Sargur (Hari) Srihari is a SUNY Distinguished Professor in the Computer Science and Engineering Department at the State University of New York at Buffalo.  He is the founding director of CEDAR, the Center of Excellence for Document Analysis and Recognition, which was recognized as the first United State Postal Service Center of Excellence in 1991.  Research at CEDAR spawned a new thread of work in pattern recognition which led to the first Handwritten Address Interpretation (HWAI) system, the first name and address block reader (NABR) used by the IRS, and the first comprehensive forensic handwriting examination system.

Srihari has been a member of several national committees, including the Board of Scientific Counselors of the National Library of Medicine  for six years (2001-2007),  the National Academy of Sciences  Committee on Identifying the Needs of the Forensic Science Community (2006-2008),  the NIST Expert Working Group on Human Factors in Latent Print Analysis (2008-10), and the Houston Forensic Science LGC Technical Advisory Group (2013-15).

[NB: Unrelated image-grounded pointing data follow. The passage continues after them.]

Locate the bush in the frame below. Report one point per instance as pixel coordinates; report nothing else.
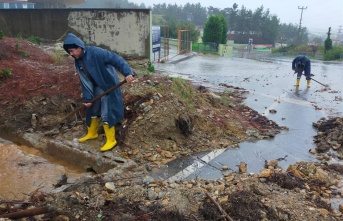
(333, 54)
(35, 40)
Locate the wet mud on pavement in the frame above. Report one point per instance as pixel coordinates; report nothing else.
(25, 170)
(271, 92)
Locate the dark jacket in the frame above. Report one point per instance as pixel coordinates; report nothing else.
(101, 64)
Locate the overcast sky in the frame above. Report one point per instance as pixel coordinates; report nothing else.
(319, 15)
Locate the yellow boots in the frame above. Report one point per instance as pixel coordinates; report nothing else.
(110, 137)
(92, 131)
(297, 82)
(308, 83)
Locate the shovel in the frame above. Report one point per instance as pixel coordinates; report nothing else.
(91, 101)
(325, 85)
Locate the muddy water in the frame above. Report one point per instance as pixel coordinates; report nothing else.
(24, 170)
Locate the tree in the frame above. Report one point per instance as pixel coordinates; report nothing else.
(328, 42)
(214, 29)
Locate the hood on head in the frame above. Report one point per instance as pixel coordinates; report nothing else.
(71, 39)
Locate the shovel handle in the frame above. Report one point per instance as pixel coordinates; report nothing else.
(92, 101)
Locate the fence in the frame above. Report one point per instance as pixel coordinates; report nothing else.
(205, 47)
(260, 55)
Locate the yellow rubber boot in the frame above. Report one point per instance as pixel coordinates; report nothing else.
(92, 131)
(110, 138)
(297, 82)
(308, 83)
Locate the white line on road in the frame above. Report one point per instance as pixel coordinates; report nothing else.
(196, 165)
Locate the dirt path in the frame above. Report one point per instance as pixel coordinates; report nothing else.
(165, 118)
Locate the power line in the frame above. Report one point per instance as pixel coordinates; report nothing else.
(299, 31)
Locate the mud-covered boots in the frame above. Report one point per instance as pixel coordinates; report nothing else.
(92, 131)
(308, 83)
(110, 138)
(297, 82)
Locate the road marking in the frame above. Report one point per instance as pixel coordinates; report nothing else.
(196, 165)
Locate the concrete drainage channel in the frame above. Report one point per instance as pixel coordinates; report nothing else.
(83, 156)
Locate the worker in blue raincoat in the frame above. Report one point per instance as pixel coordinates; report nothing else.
(96, 68)
(302, 64)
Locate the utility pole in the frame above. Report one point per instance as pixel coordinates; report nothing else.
(299, 31)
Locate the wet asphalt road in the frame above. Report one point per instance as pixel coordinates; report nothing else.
(270, 83)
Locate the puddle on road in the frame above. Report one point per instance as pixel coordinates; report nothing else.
(24, 170)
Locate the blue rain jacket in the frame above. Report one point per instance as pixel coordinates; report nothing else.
(101, 64)
(305, 62)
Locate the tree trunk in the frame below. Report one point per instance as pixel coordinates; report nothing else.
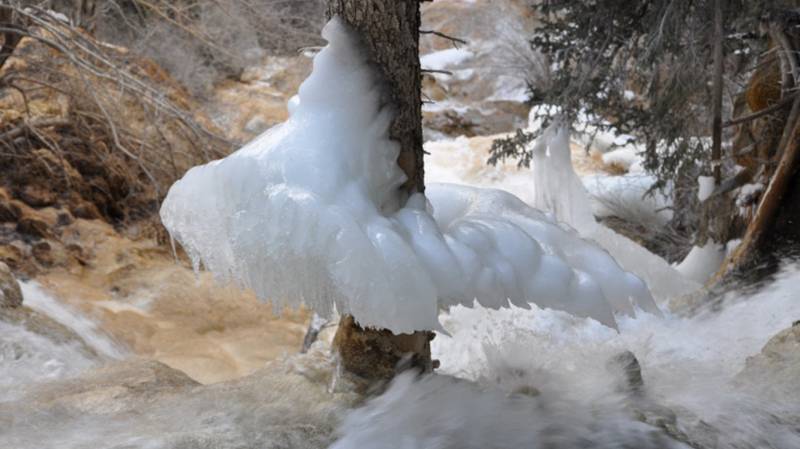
(716, 148)
(390, 33)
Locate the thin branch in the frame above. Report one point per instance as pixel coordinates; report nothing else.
(452, 39)
(766, 111)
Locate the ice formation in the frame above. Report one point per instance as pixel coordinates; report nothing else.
(311, 212)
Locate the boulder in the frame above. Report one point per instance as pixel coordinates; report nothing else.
(10, 293)
(776, 368)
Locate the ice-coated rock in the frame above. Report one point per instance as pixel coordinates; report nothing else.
(311, 212)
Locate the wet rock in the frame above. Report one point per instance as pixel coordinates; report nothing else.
(775, 370)
(7, 212)
(37, 196)
(34, 227)
(377, 354)
(86, 210)
(42, 252)
(138, 403)
(631, 371)
(10, 293)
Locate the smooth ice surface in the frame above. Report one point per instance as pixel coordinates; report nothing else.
(702, 261)
(544, 379)
(705, 187)
(310, 212)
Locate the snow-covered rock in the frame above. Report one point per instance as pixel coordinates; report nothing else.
(310, 212)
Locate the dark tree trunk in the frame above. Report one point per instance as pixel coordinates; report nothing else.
(390, 33)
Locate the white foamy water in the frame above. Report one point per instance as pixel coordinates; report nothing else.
(38, 299)
(689, 366)
(28, 357)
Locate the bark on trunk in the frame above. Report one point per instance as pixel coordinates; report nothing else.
(390, 33)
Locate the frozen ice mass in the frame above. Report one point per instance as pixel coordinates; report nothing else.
(310, 212)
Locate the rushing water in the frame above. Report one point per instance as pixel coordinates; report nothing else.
(509, 379)
(26, 357)
(544, 379)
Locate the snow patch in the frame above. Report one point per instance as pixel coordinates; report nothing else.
(705, 187)
(702, 261)
(312, 212)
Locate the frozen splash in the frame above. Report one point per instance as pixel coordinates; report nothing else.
(311, 212)
(543, 379)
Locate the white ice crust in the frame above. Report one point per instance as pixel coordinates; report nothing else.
(310, 212)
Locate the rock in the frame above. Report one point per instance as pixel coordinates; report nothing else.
(10, 293)
(776, 368)
(7, 212)
(42, 253)
(377, 354)
(86, 210)
(627, 363)
(37, 196)
(138, 403)
(34, 227)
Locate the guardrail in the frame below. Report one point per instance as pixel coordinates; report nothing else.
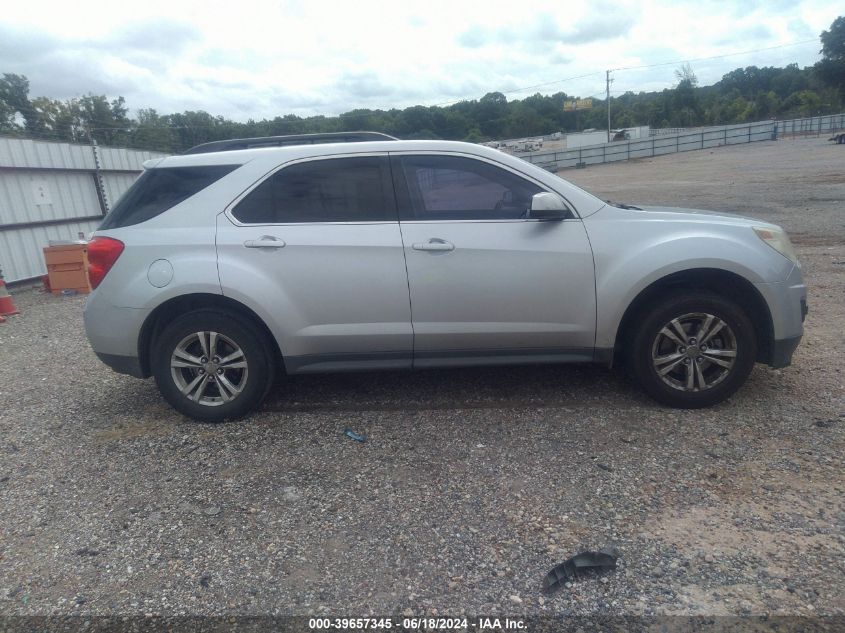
(654, 146)
(669, 141)
(817, 125)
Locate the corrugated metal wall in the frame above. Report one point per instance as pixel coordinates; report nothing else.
(49, 191)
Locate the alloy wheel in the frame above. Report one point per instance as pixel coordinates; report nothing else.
(694, 352)
(209, 368)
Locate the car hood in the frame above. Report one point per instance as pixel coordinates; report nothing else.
(697, 215)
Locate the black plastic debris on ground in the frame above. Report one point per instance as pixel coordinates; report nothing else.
(355, 436)
(572, 568)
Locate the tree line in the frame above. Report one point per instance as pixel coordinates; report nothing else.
(745, 94)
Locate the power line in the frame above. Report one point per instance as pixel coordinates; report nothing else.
(700, 59)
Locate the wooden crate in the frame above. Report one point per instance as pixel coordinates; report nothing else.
(67, 267)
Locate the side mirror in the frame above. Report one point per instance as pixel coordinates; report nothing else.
(547, 206)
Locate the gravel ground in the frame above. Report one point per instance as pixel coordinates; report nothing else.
(471, 485)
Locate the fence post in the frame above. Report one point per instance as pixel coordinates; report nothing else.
(99, 185)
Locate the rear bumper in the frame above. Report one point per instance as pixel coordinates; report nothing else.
(782, 351)
(123, 364)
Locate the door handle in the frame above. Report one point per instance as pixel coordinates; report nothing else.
(434, 244)
(265, 241)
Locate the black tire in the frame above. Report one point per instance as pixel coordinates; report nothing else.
(247, 386)
(651, 349)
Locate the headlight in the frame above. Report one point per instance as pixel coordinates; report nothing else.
(778, 240)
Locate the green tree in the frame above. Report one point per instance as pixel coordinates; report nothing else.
(831, 68)
(14, 95)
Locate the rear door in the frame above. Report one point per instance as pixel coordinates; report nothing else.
(316, 249)
(487, 284)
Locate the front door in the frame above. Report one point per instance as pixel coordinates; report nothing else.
(487, 284)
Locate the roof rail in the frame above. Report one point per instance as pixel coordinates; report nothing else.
(292, 139)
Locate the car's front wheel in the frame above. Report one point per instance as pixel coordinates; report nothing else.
(211, 366)
(693, 350)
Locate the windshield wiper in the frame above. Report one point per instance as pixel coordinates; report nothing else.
(622, 205)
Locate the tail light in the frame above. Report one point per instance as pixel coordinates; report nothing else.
(102, 254)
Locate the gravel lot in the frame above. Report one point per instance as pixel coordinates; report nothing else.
(471, 485)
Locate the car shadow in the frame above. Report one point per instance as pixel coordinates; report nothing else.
(444, 389)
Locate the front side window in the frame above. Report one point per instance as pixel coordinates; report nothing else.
(354, 189)
(159, 189)
(457, 188)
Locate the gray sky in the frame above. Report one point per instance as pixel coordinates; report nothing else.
(257, 59)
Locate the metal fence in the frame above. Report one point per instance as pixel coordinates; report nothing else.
(55, 191)
(654, 146)
(812, 126)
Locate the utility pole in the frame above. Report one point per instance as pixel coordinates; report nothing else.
(608, 106)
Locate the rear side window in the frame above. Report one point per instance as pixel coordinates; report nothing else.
(157, 190)
(354, 189)
(457, 188)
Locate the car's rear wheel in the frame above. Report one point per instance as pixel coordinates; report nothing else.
(211, 366)
(693, 350)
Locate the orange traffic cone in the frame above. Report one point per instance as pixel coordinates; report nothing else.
(7, 305)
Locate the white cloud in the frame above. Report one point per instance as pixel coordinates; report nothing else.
(264, 58)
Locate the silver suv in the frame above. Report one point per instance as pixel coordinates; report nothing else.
(241, 259)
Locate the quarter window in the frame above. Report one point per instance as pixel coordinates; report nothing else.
(355, 189)
(457, 188)
(159, 189)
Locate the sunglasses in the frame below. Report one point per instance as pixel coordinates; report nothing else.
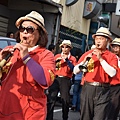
(65, 47)
(29, 29)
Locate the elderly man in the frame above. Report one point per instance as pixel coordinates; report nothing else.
(115, 83)
(64, 70)
(95, 95)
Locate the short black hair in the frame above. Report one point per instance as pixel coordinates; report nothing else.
(51, 47)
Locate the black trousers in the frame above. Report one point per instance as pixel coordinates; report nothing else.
(63, 85)
(95, 102)
(115, 102)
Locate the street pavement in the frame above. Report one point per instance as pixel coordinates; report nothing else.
(58, 113)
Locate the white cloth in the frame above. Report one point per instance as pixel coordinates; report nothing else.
(111, 71)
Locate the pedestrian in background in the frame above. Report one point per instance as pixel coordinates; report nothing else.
(27, 73)
(52, 48)
(64, 70)
(115, 83)
(101, 66)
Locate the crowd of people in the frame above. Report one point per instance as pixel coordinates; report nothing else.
(32, 75)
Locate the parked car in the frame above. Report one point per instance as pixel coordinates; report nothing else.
(5, 41)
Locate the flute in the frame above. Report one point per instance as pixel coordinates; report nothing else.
(3, 61)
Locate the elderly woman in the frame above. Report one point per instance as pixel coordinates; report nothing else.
(28, 71)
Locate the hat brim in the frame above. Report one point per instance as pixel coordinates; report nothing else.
(21, 19)
(115, 43)
(101, 34)
(66, 44)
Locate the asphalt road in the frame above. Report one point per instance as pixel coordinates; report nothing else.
(58, 113)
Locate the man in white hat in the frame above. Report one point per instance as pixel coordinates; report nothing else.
(100, 67)
(64, 70)
(115, 83)
(29, 71)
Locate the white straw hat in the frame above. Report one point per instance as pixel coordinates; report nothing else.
(116, 41)
(102, 31)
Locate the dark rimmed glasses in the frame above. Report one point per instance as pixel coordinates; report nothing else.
(29, 29)
(65, 46)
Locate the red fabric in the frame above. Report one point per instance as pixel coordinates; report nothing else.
(64, 69)
(21, 97)
(95, 71)
(116, 79)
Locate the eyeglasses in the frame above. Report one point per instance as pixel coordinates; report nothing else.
(29, 29)
(65, 47)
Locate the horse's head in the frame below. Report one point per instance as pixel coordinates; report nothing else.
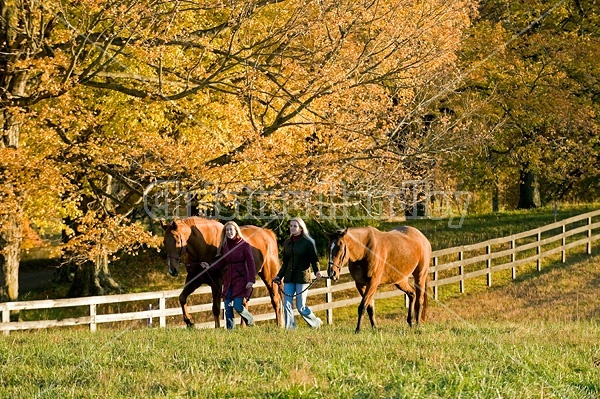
(175, 243)
(337, 249)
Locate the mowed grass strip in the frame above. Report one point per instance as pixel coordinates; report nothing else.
(536, 338)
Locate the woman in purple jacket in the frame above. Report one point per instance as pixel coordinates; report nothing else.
(237, 259)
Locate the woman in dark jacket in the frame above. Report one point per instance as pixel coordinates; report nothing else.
(237, 259)
(299, 257)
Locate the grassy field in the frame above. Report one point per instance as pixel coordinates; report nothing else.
(535, 337)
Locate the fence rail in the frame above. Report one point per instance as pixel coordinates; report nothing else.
(453, 261)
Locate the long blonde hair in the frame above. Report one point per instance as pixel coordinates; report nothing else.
(238, 233)
(305, 232)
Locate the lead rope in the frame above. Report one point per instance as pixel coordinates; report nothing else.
(279, 285)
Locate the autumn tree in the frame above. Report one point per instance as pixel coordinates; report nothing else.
(281, 93)
(536, 61)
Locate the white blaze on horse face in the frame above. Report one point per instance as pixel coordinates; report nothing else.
(230, 231)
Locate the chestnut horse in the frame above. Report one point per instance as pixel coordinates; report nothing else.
(375, 258)
(194, 240)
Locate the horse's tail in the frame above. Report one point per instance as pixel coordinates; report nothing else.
(424, 310)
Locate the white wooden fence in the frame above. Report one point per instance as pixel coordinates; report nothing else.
(451, 265)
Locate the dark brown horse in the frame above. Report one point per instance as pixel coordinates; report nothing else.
(376, 257)
(194, 240)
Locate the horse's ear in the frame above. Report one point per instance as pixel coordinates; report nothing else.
(163, 224)
(341, 233)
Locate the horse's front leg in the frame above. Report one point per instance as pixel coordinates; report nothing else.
(368, 301)
(216, 291)
(275, 295)
(408, 289)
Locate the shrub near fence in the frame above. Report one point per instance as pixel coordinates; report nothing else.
(450, 266)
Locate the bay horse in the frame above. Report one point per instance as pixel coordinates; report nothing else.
(193, 240)
(375, 258)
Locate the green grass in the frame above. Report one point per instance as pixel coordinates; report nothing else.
(447, 360)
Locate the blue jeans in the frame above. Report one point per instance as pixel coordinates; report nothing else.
(238, 305)
(289, 290)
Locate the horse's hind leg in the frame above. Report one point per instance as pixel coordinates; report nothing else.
(188, 289)
(421, 296)
(216, 291)
(405, 286)
(368, 302)
(273, 293)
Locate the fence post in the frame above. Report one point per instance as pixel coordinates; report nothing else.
(461, 272)
(93, 317)
(538, 251)
(513, 257)
(563, 243)
(488, 264)
(328, 300)
(6, 319)
(589, 244)
(435, 275)
(162, 306)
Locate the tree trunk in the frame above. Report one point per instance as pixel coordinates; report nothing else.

Srihari's honors include: Outstanding Achievements Award of IAPR/ICDAR in Beijing China in 2011, Fellow of the Institute of Electronics and Telecommunications Engineers (IETE, India) in 1992, Fellow of the Institute of Electrical and Electronics Engineers (IEEE)  in 1995, Fellow of the International Association for Pattern Recognition  in 1996 and distinguished alumnus of the Ohio State University College of Engineering  in 1999.

Srihari has served as principal adviser on 37 doctoral dissertations. He currently teaches courses on Machine Learning and on Probabilistic Graphical Models.

Srihari received a B.Sc. in Physics and Mathematics from the Bangalore University in 1967, a B.E. in Electrical Communication Engineering from the Indian Institute of Science, Bangalore  in 1970, and a Ph.D. in Computer and Information Science  from the Ohio State University, Columbus in 1976.